Visiblement très géné par la question concernant cet attentat qui serait dû à des représailles de l'Etat pakistanais, après l'interruption par Jacques Chirac, du versement de commissions sur des ventes d'armes, Nicolas Sarkozy s'est lancé dans un sketch ahurissant et tellement déplacé qu'on en reste scotché. Il finit par répondre en faisant une blague dont il a le "secret" et qu'il croit drôle.

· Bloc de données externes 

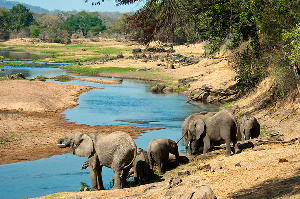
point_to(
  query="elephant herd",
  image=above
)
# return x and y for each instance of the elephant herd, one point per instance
(206, 128)
(118, 151)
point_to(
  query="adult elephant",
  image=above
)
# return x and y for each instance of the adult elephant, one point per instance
(219, 127)
(141, 167)
(249, 128)
(116, 150)
(158, 152)
(188, 131)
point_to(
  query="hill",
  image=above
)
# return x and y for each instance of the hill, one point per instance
(10, 4)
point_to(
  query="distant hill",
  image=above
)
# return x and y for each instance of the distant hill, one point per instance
(10, 4)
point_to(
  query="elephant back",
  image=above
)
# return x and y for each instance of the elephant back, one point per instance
(116, 147)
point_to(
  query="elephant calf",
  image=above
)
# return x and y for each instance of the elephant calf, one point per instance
(188, 131)
(249, 128)
(221, 126)
(141, 167)
(116, 150)
(158, 152)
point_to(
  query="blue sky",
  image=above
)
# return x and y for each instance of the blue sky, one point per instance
(79, 5)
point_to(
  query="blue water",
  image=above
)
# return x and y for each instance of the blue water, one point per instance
(130, 100)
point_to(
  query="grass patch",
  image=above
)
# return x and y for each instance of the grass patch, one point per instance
(68, 53)
(63, 78)
(226, 106)
(90, 70)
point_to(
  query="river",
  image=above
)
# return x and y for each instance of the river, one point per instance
(130, 100)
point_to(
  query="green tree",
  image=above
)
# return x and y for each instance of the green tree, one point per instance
(84, 21)
(19, 17)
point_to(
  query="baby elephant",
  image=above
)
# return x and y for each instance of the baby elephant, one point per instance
(249, 128)
(141, 167)
(158, 152)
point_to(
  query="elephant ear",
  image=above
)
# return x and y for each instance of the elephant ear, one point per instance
(200, 129)
(83, 145)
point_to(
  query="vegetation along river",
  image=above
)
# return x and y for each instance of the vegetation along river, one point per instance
(116, 104)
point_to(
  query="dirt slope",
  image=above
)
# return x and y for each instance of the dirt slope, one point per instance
(271, 170)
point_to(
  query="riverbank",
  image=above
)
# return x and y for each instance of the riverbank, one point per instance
(264, 171)
(31, 119)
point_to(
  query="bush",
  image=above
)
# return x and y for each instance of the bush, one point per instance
(250, 70)
(284, 78)
(63, 78)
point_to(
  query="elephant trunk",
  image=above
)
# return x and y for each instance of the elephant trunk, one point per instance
(63, 142)
(247, 134)
(189, 148)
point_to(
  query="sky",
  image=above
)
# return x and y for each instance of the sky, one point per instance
(79, 5)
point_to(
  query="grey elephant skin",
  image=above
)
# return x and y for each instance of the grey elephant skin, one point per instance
(249, 128)
(116, 150)
(158, 152)
(190, 140)
(141, 167)
(220, 127)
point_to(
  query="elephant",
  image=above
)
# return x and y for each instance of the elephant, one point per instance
(249, 128)
(141, 167)
(219, 127)
(116, 150)
(158, 152)
(188, 130)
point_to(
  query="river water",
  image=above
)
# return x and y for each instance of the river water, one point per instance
(130, 100)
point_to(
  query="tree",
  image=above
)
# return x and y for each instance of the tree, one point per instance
(19, 16)
(84, 21)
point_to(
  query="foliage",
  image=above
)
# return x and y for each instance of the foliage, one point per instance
(19, 16)
(41, 78)
(90, 70)
(36, 32)
(292, 44)
(250, 70)
(84, 22)
(63, 78)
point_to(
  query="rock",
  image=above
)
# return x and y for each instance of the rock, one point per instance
(159, 88)
(204, 192)
(237, 164)
(184, 173)
(204, 166)
(136, 50)
(174, 182)
(17, 76)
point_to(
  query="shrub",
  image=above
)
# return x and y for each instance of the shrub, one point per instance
(250, 69)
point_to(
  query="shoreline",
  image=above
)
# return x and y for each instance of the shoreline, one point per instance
(31, 123)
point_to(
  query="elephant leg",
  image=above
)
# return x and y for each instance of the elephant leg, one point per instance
(124, 177)
(100, 182)
(235, 145)
(117, 178)
(160, 168)
(228, 148)
(95, 173)
(206, 142)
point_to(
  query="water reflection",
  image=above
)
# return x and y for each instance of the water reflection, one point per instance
(130, 100)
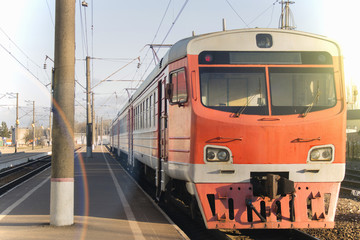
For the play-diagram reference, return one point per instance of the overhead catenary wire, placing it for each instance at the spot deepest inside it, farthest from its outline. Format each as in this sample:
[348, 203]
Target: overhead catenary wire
[237, 14]
[52, 20]
[263, 12]
[28, 58]
[27, 69]
[122, 67]
[167, 34]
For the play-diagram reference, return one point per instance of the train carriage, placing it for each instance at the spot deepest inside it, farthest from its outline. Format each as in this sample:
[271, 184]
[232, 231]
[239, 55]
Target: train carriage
[249, 123]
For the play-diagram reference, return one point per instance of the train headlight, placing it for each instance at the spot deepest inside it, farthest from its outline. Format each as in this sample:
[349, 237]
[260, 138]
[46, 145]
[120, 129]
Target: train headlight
[210, 155]
[214, 154]
[322, 153]
[315, 154]
[264, 40]
[222, 155]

G.B & BRP ayant couvert à la fois le fond et la forme de cette réponse vraiment sidérante, je me contenterais juste de rappeler que Nicolas Sarkozy est maintenant un habitué de ces rires, de ces comportements déplacés, tellement génants pour son auditoire et pour tous les citoyens français qu'il est censé représenter.
Souvenons-nous de ce rire déplacé face à nos militaires en deuil à Kaboul. Ce rire avait déjà fait le tour du Web l'Eté dernier, créant un émoi certain.
Mais ce n'était déjà pas une première pour celui qui se doit de représenter la Nation. Le Canard Enchainé avait rapporté l'inconvenance du comportement de Nicolas Sarkozy, lors de sa visite au Plateau des Glières, un comportement qui avait choqué par sa légèreté les résistants survivants du maquis. Le Canard Enchainé avait alors surnommé Nicolas Sarkozy "l'homme qui riait au cimetière" pour ses blagues déplacées sur un lieu de mémoire et de recueillement.
Cette inconvenance faisait dire au Canard Enchainé que "pour endosser le costume de vrai Président, y a encore du boulot".
Plus d'un an plus tard, on en est toujours là. Malheureusement.